28. The method of claim 25 wherein: said method further comprises the step of inserting said medical sensing catheter into an artery of a patient, andsaid causing step is performed using blood from within the artery as said flushing liquid.

29. The method of claim 28 further comprising the step of: returning the blood to the artery from said substantially barrier free space.

30. The method of claim 29 wherein: said method further comprises the step of forming a side wall blood exit port in said sheath in a proximally spaced relationship with said distal end portion of said inner structure, and said returning step is performed by flowing blood outwardly through said blood exit port.

31. The method of claim 25 wherein: said causing step is performed using a non-blood flushing liquid.

32. The method of claim 31 wherein: said causing step is performed using a saline solution.
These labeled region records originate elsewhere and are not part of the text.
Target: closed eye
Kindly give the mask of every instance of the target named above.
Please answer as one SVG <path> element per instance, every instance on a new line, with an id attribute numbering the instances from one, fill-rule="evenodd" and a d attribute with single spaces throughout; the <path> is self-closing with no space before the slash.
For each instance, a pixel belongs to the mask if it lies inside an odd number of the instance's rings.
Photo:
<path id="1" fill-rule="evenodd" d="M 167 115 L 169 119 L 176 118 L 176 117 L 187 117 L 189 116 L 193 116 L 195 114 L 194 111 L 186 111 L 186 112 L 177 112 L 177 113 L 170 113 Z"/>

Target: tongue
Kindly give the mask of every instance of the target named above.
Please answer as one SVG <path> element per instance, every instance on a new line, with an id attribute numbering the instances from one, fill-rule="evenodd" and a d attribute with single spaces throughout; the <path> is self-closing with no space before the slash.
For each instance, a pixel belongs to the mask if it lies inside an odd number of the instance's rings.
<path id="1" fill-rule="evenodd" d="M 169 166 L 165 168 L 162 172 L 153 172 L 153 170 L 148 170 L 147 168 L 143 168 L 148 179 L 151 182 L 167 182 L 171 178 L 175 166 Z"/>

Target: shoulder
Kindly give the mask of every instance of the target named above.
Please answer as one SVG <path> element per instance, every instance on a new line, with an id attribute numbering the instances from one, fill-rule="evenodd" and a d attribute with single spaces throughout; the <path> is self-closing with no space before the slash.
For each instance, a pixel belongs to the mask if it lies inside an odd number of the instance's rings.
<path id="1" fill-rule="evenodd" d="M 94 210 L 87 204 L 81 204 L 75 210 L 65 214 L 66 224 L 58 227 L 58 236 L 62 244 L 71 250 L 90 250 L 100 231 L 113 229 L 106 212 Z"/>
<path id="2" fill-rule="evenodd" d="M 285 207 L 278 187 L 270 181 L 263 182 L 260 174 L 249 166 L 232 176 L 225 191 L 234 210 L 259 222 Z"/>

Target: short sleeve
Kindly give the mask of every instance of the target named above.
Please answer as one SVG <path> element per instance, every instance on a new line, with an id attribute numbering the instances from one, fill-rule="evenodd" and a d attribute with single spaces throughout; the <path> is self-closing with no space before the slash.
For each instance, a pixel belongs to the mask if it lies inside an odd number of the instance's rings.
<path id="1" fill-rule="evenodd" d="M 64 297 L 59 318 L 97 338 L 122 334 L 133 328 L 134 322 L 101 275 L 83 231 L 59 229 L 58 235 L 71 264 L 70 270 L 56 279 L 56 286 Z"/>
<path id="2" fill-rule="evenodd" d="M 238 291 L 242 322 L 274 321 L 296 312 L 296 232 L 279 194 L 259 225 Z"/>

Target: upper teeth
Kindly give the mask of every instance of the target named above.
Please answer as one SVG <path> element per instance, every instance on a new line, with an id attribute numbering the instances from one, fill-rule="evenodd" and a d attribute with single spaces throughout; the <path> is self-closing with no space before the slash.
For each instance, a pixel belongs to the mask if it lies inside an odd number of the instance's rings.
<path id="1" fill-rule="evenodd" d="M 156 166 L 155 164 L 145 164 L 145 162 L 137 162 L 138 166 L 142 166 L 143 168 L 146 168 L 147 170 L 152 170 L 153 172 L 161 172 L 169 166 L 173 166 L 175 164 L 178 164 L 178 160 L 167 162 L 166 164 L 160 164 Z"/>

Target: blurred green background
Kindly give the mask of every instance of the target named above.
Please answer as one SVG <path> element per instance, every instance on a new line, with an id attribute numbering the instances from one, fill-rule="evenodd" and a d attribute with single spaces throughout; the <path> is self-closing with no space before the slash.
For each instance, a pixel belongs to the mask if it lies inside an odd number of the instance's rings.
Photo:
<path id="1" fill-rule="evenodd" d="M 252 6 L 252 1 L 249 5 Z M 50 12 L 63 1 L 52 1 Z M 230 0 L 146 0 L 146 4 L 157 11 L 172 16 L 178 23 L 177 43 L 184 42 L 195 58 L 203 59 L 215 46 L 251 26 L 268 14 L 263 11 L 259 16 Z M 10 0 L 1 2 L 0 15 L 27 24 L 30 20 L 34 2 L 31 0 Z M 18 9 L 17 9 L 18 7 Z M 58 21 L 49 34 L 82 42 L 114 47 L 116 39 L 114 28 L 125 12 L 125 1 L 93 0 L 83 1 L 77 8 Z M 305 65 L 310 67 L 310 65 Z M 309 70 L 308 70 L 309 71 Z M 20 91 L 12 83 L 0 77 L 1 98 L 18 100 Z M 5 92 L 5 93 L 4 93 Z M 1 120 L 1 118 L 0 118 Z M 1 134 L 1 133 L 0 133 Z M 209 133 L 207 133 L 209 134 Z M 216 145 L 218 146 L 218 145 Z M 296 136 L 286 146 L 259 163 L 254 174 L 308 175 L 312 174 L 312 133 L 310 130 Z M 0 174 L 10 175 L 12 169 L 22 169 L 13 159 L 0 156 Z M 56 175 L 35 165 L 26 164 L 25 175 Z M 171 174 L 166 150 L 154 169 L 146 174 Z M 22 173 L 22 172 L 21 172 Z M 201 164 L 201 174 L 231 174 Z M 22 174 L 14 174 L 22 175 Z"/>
33. A method of flushing air from within a medical sensing catheter having an elongated flexible sheath with a proximal end and an open distal end insertable into a body area of a patient, and an elongated flexible inner structure longitudinally extending through the interior of said sheath and being movable relative thereto, said inner structure having a distal end portion with a sensing element disposed thereon and operative, during movement of said inner structure relative to said sheath, to generate signals useable to create diagnostic information with respect to the patient body area, said method comprising the steps of: flowing a quantity of flushing fluid inwardly through said open distal end of said sheath toward said sensing element, and thendischarging at least a portion of the quantity of flushing fluid, and air previously disposed within the interior of said sheath, outwardly through a distal end portion of said sheath.

34. The method of claim 33 wherein: said flowing step includes the step of proximally translating said inner structure through said sheath.

35. The method of claim 33 wherein: said discharging step is performed in response to distally translating said inner structure through said sheath.

36. The method of claim 33 wherein: said flowing step includes the step of rotating said inner structure relative to said sheath.

37. The method of claim 33 wherein: said discharging step includes the step of rotating said inner structure relative to said sheath.

38. The method of claim 33 further comprising the step of: blocking flushing fluid flow proximally past a distal end portion of said inner structure using an annular seal structure secured to and circumscribing said inner structure proximally adjacent said sensing element.

39. The method of claim 38 further comprising the steps of forming a sidewall vent hole through said sheath, and positioning said seal structure proximally of said vent hole.

40. The method of claim 33 wherein: at least one of said flowing and discharging steps is performed in response to rotation of said inner structure relative to said sheath using an impeller structure externally disposed on a distal end portion of said inner structure.